Não há formas melhores nem piores de regressar ao presente.


segunda-feira, 15 de janeiro de 2024

WAY TO INDOCHINA #2 - Bún Chà Hu´o`ng Liên para a paz

 


“O progresso não é linear e, em cada momento, haverá sempre locais onde as coisas estarão terríveis, mas sim, acredito que as coisas vão correr bem no futuro”
No centro da cidade moderna, não muito longe do bairro francês, a experiência gastronómica no Bún Chà Hu´o`ng Liên, não foi especialmente inesquecível, o Bún Chà, um caldo de peixe onde carne de porco grelhada jaz afundada entre noodles, vegetais e outros sabores intensos e uma persistente gordura não se deixam vencer pela cerveja de Hanói.
Mas partilhar o restaurante com a vontade de Obama, de cerveja na garrafa e de paus na mão que pescavam os noodles do caldo, de fazer as pazes com os seus inimigos, marcou a nossa memória futura, muito mais a lembrança das fotografias do presidente, a única referência humana nas enormes paredes de azulejo branco de cantina, um espelho da frugalidade socialista ou do verdadeiramente essencial, a comida, até a visita de Obama.
Para além da promoção gratuita do maior influenciador possível (um influencer que não dança no TikTok em vestes reduzidas ou outras histórias) para a família proprietária desta cadeia de restaurantes de Hanói, especializada em caldo de carne de porco assada - para simplificar - almoçar na mesa do Obama ( ou no mesmo andar de Obama, porque o restaurante é composto por seis salas em seis andares diferentes), provavelmente o último dos estadistas, numa das suas últimas viagens de estado em que reconhece sem pudores que provavelmente nenhuma divergência ideológica profunda justifica uma guerra, napalm, milhares de mortos um país destruído e uma geração de traumas e, sem subterfúgios. que não assistia qualquer razão a eles para considerar os vietnamitas seus inimigos.
Longe dos palácios oficiais do mesmo regime que combateu, o príncipe americano encontrou a melhor forma de pedir desculpa pelos excessos de imperialismo, diretamente ao povo, sem os intermediários do partido.
Na esquina oposta ao Bún Chà de Obama, Ho Chi Min desenhado na parede do prédio afaga a cabeça de uma criança e aprova condescendente a manifestação de afeto do novo amigo americano, a sua origem afro americana também ajuda à compreensão do grande líder, que desde sessenta e nove paira no imaginário ressuscitado do povo vietnamita. O primeiro grande herói americano da Indochina, é preciso não esquecer que ambos tinham um inimigo comum assumido, os japoneses, e outro menos assumido pelos americanos, os franceses.
No Bún Chà Hu´o`ng Liên, e olhando para as memórias de parede, entendi que o tempo é o maior elixir da paz.
Senti a falta de um amigo americano como este, internacional, defensor de um passaporte para cada americano para que eles percebam que o ser humano anseia basicamente pelas mesmas coisas, em todo o mundo.
E no fim do almoço, pagámos na caixa, à porta da rua, sem talão nem necessidade de tradução.

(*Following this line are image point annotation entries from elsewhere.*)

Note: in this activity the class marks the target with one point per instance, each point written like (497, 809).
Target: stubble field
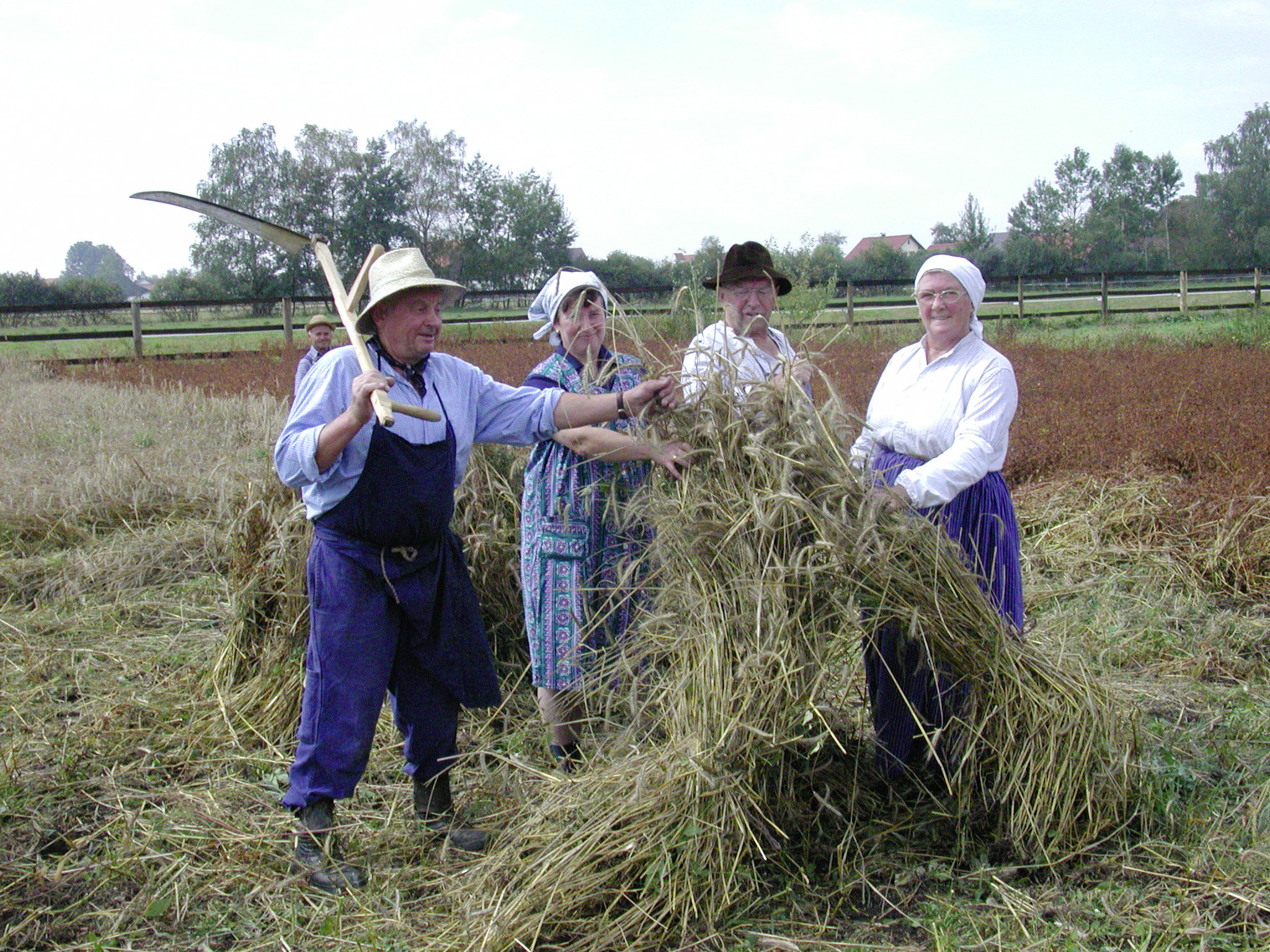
(138, 813)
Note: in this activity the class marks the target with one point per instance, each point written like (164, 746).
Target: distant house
(905, 244)
(997, 239)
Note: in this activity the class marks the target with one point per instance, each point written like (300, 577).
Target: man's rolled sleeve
(515, 415)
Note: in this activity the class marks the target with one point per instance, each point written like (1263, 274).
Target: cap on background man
(744, 348)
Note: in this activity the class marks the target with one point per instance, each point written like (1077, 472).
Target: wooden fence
(858, 301)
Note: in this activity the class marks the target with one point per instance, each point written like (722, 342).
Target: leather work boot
(435, 806)
(568, 757)
(318, 851)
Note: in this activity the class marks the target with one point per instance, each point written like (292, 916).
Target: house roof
(895, 243)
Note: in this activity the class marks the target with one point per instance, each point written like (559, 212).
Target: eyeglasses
(949, 298)
(763, 293)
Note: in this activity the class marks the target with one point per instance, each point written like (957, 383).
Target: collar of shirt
(959, 347)
(412, 372)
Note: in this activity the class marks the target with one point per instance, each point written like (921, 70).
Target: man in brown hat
(391, 606)
(319, 330)
(744, 350)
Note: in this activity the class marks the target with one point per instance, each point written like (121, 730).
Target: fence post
(136, 329)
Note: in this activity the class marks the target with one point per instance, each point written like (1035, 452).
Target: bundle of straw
(259, 669)
(763, 559)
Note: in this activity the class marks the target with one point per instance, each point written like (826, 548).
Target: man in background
(319, 329)
(744, 348)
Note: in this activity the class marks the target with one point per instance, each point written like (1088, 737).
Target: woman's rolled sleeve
(978, 444)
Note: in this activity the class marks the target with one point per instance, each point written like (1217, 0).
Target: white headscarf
(557, 289)
(969, 276)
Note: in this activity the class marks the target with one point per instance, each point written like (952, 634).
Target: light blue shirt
(481, 409)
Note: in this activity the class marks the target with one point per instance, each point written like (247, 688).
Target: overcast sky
(659, 121)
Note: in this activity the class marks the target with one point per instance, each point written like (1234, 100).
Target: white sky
(660, 121)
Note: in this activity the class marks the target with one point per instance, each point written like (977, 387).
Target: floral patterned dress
(577, 542)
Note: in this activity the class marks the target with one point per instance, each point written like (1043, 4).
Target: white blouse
(954, 413)
(721, 351)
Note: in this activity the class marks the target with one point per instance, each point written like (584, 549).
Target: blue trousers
(361, 646)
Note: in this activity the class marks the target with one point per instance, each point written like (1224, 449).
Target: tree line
(492, 229)
(474, 223)
(1124, 215)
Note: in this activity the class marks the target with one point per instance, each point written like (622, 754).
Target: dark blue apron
(395, 522)
(391, 609)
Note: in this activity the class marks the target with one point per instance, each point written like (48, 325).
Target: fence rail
(1021, 296)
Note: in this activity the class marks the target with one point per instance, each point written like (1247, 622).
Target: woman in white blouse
(935, 437)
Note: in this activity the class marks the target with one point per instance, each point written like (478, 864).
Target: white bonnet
(556, 291)
(966, 272)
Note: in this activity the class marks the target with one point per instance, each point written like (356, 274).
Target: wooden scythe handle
(384, 408)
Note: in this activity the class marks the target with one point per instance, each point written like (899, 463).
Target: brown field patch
(1198, 414)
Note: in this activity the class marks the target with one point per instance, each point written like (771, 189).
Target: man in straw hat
(319, 330)
(744, 348)
(391, 604)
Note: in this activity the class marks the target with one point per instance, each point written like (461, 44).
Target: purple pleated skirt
(912, 697)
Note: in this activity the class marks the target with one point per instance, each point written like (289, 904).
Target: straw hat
(401, 271)
(748, 260)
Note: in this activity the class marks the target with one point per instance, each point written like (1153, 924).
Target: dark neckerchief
(413, 374)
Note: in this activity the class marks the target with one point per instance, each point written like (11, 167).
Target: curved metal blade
(291, 240)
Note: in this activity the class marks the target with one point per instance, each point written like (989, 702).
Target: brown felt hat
(748, 260)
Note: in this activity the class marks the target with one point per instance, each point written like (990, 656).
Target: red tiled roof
(893, 240)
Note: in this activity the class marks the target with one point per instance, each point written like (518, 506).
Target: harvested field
(139, 813)
(1193, 413)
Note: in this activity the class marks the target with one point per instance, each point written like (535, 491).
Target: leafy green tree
(1039, 215)
(186, 284)
(516, 229)
(1076, 182)
(970, 232)
(433, 170)
(315, 198)
(88, 260)
(1122, 196)
(23, 289)
(1237, 188)
(251, 174)
(883, 262)
(374, 200)
(706, 262)
(1166, 183)
(625, 271)
(813, 260)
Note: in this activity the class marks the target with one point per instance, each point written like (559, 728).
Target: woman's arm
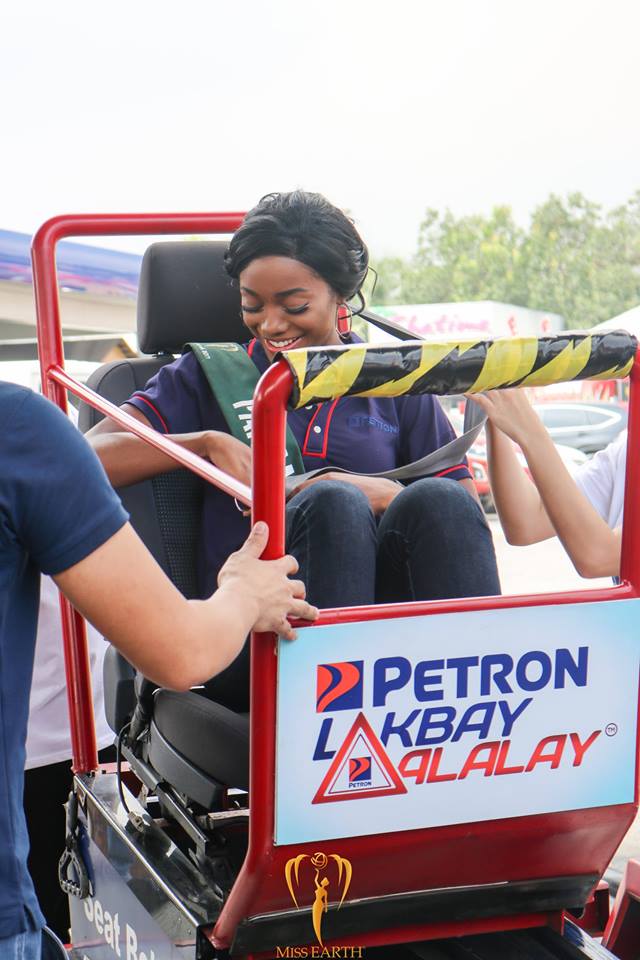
(173, 641)
(129, 459)
(551, 504)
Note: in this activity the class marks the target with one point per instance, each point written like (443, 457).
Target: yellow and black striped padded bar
(465, 366)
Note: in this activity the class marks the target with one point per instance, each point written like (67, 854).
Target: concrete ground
(544, 567)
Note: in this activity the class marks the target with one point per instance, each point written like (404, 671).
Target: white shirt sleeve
(601, 479)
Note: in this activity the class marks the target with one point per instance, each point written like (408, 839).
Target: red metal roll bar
(55, 383)
(269, 416)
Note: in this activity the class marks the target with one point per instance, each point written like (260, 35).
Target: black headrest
(185, 295)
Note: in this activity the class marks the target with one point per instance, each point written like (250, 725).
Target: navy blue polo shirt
(367, 435)
(56, 507)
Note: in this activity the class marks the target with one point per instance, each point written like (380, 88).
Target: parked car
(477, 457)
(585, 426)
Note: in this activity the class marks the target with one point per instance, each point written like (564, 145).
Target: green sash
(232, 376)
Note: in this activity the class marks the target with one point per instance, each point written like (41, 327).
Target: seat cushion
(208, 735)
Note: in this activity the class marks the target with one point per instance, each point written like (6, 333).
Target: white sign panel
(418, 722)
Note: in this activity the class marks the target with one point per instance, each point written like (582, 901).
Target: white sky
(386, 106)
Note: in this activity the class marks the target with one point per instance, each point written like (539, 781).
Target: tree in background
(572, 260)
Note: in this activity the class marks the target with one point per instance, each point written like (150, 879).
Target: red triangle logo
(361, 768)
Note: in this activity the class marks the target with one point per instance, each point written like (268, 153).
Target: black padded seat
(208, 735)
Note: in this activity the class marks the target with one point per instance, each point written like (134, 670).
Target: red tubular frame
(55, 383)
(251, 892)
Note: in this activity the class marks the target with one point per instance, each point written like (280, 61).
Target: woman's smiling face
(286, 305)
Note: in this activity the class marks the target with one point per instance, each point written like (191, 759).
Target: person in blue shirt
(60, 516)
(297, 260)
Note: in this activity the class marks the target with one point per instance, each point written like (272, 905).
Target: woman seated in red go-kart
(357, 539)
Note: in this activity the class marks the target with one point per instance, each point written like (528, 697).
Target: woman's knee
(437, 499)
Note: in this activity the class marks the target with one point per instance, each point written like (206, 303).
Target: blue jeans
(432, 543)
(23, 946)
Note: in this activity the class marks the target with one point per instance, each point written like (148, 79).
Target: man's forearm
(517, 500)
(129, 459)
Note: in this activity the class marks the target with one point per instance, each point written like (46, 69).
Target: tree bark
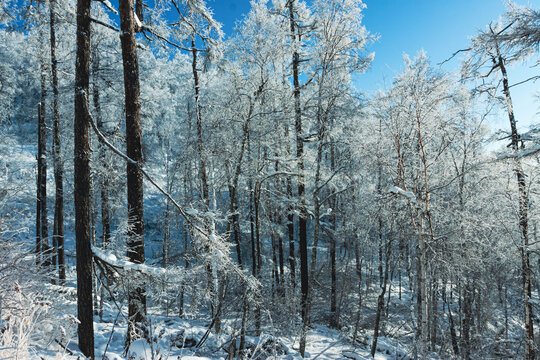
(523, 217)
(58, 233)
(302, 216)
(82, 182)
(135, 253)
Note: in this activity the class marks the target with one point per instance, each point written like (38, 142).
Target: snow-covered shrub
(28, 318)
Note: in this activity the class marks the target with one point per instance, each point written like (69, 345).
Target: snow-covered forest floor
(180, 193)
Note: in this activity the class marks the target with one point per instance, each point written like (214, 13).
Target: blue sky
(440, 27)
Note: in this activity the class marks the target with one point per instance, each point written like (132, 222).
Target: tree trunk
(135, 253)
(523, 217)
(42, 158)
(302, 216)
(58, 233)
(82, 182)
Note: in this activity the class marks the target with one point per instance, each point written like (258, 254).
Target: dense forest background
(168, 193)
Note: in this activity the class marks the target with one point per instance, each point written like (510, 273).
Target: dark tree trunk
(58, 234)
(104, 175)
(42, 160)
(82, 182)
(135, 253)
(302, 216)
(523, 217)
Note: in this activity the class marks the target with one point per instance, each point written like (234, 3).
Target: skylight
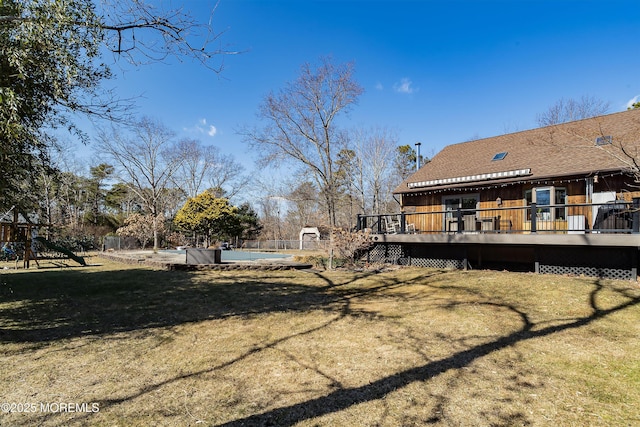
(499, 156)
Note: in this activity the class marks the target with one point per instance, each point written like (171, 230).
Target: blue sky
(438, 72)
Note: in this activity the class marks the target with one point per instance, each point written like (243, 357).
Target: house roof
(580, 148)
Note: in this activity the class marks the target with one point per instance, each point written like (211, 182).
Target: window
(546, 198)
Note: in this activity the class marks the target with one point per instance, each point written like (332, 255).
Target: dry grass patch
(402, 347)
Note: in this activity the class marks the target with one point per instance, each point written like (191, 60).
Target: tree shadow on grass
(44, 306)
(77, 304)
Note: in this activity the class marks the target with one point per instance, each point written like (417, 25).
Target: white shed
(308, 234)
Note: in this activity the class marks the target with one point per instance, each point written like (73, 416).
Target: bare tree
(143, 163)
(300, 124)
(568, 110)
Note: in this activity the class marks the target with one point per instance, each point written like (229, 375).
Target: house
(559, 199)
(589, 161)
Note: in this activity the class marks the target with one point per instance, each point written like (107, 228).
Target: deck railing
(613, 217)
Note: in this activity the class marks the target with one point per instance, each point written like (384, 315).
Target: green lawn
(121, 345)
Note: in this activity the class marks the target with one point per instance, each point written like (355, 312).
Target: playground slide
(62, 250)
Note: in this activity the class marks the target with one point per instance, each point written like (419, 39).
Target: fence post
(635, 218)
(534, 225)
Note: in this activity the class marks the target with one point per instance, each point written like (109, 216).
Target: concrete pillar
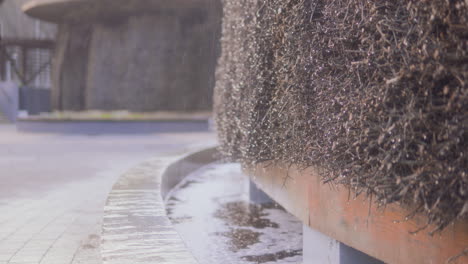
(319, 248)
(257, 195)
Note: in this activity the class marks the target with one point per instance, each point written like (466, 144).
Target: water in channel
(211, 211)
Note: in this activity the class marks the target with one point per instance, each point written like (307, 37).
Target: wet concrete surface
(211, 211)
(53, 188)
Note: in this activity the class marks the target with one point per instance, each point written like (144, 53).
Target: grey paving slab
(53, 188)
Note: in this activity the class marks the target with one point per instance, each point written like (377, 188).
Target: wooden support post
(24, 54)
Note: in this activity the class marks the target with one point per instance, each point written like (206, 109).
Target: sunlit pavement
(53, 188)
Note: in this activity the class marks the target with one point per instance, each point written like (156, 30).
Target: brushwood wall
(375, 93)
(146, 61)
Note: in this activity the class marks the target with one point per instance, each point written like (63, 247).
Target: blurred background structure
(26, 48)
(139, 56)
(132, 55)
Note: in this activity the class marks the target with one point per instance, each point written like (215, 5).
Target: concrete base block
(319, 248)
(257, 195)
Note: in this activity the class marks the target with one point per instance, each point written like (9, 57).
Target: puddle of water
(211, 211)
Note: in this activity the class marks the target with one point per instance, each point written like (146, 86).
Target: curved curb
(135, 226)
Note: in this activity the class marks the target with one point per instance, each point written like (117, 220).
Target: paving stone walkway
(53, 189)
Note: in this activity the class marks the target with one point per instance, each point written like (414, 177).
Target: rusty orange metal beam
(379, 232)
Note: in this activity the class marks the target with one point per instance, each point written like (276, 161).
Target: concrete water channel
(212, 212)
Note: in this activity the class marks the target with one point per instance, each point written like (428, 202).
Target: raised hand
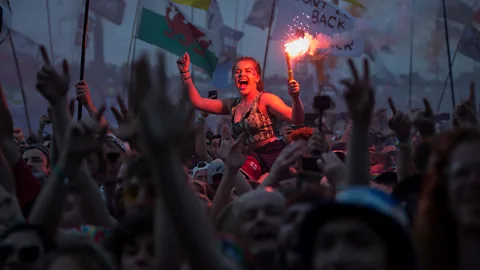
(84, 137)
(465, 113)
(399, 122)
(183, 63)
(424, 121)
(128, 124)
(18, 134)
(165, 124)
(293, 89)
(83, 93)
(359, 94)
(51, 84)
(317, 143)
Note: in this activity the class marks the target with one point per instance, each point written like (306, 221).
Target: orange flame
(299, 46)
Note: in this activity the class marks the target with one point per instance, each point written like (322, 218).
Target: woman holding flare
(256, 113)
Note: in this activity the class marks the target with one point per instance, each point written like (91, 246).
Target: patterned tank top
(257, 125)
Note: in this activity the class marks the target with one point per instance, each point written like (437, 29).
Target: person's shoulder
(268, 96)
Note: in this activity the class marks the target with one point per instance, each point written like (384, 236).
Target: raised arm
(276, 106)
(214, 106)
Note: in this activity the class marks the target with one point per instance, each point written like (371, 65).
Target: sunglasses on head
(26, 254)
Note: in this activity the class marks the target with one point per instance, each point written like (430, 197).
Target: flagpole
(20, 81)
(410, 77)
(52, 56)
(84, 49)
(192, 73)
(447, 40)
(268, 39)
(453, 60)
(133, 41)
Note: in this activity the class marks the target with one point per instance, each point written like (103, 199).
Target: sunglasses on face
(26, 254)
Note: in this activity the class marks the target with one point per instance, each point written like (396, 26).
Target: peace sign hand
(424, 121)
(51, 84)
(359, 94)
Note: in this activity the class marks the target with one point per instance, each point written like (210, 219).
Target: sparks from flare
(299, 42)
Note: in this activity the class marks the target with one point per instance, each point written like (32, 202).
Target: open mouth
(243, 83)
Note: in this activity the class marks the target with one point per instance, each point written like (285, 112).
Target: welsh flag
(162, 24)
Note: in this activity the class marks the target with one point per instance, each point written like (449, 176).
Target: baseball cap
(251, 168)
(380, 211)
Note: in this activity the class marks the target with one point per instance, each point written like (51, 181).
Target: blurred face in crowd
(20, 250)
(138, 193)
(138, 254)
(245, 77)
(260, 216)
(348, 244)
(213, 147)
(71, 216)
(36, 160)
(289, 233)
(9, 209)
(464, 183)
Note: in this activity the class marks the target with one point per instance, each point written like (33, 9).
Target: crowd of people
(267, 192)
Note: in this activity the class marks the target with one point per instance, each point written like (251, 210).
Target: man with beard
(259, 215)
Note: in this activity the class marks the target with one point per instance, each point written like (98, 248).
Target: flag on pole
(163, 25)
(201, 4)
(469, 44)
(214, 17)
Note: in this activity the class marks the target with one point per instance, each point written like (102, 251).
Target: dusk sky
(391, 17)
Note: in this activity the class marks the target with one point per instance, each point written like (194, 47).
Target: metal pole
(268, 39)
(84, 49)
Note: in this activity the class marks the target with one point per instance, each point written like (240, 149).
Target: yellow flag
(200, 4)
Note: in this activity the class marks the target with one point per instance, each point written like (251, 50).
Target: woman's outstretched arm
(214, 106)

WAY TO INDOCHINA #1 - A Espada Mágica

 


Conta a lenda que o Céu enviou ao imperador Le Loi uma espada mágica que ele usou para expulsar os chineses do Vietname.
No século quinze.
Depois da guerra, uma gigante tartaruga dourada agarrou na espada e desapareceu nas profundezas para devolver a espada aos divinos donos.
Ao longo das margens do lago da espada recuperada não há vestígios nem da lenda nem da revolta contra os chineses, porque afinal de contas deixou de haver opções para os regimes de partido único, mas de forte apetência pelo capital.
Não há vestígios da espada mágica na manhã precoce, mas os relvados que bordejam a água estão repletos de tartarugas ninjas, uma terceira idade que se agita em grupo antes do sol nascer.
Há um sentimento de urgência no ar abafado dos trópicos, mas, antes que a cidade acorde, sentimos Confúcio a pairar sobre Hoan Kiem.
E a ideia de que um funcionário do grande reino do meio, criou uma extensa lista de princípios de vida de uma forma tão metódica, como só um zeloso funcionário que privilegia a filosofia dos homens à fé nos deuses, poderia fazer, é-nos particularmente sedutora.
Enquanto eles meditam para recuperar as forças e enfrentar o grande dragão da realidade na metrópole, nós procuramos sistematizar e elencar os princípios do príncipe laico, chamado Confúcio.
Mas, subitamente a cidade acorda e o tráfego entope a nossa mobilidade, hesitamos sobre qual o melhor ângulo para enfrentar um rio de gente motorizada que escorre pelas avenidas em dia de chuvas de monção, apesar de estarmos na estação seca, mas a mobilidade deles revela uma notável capacidade de meditação do povo de Hanói, porque meditar é não pensar sobre o que os tolhe, o tempo suficiente para realizar as tarefas essenciais à sobrevivência na grande urbe e lidar, de forma infalível, com a nossa insegurança, primeiro receio, depois incapacidade e finalmente uma confiança de que, traçando uma diagonal tranquila, sem sobressaltos nem sustos, os habitantes motorizados da cidade nos manterão vivos e seguros, na travessia de uma entre as trinta e seis ruas do bairro, pelo menos. Sem interromperem o significado das suas vidas, nos mercados de rua, nas lojas especializadas, à beira do passeio ou no meio da rua, onde comer caracóis do mar é tão natural como vender roupas, quinquilharia diversa ou elogios fúnebres gravados em placas reluzentes, que vão iluminar as memórias dos ausentes, porque a honra aos antepassados convive muito bem com a realidade do povo vietnamita.
Sem que lhes seja necessário alterar o sentido da sua vida, Hanói acolhe-nos no seu seio, sem manifestações efusivas, desnecessárias porque distraem, mas apenas com um imperceptível acenar de cabeça, dentro do capacete e por detrás do lenço que lhes cobre a boca, porque se não cobrisse, juro que poderíamos ter surpreendido um discreto sorriso nos milhões de lábios que se atravessavam na nossa frente ou nos contornavam com uma confiança sem altivez de que nós, estrangeiros, não os iriamos desiludir.
Atravessámos por isso, sem medo, a Cầu Long Biên, em sentido contrário ao que seria esperado o trânsito circular na ponte do Eiffel, como se o socialismo tivesse trocado o sentido do trânsito na arquitetura do francês, para que nenhum símbolo do colonialismo pudesse permanecer imutável.
Mas afinal de contas, apenas trocaram o sentido do trânsito na ponte do Eiffel para evitar entroncamentos desnecessários e reduzir os acidentes, não há diferenças conceptuais, apenas uma adaptação prática aos novos tempos, não é apenas o regime que muda, mas aparentemente também a vida das pessoas.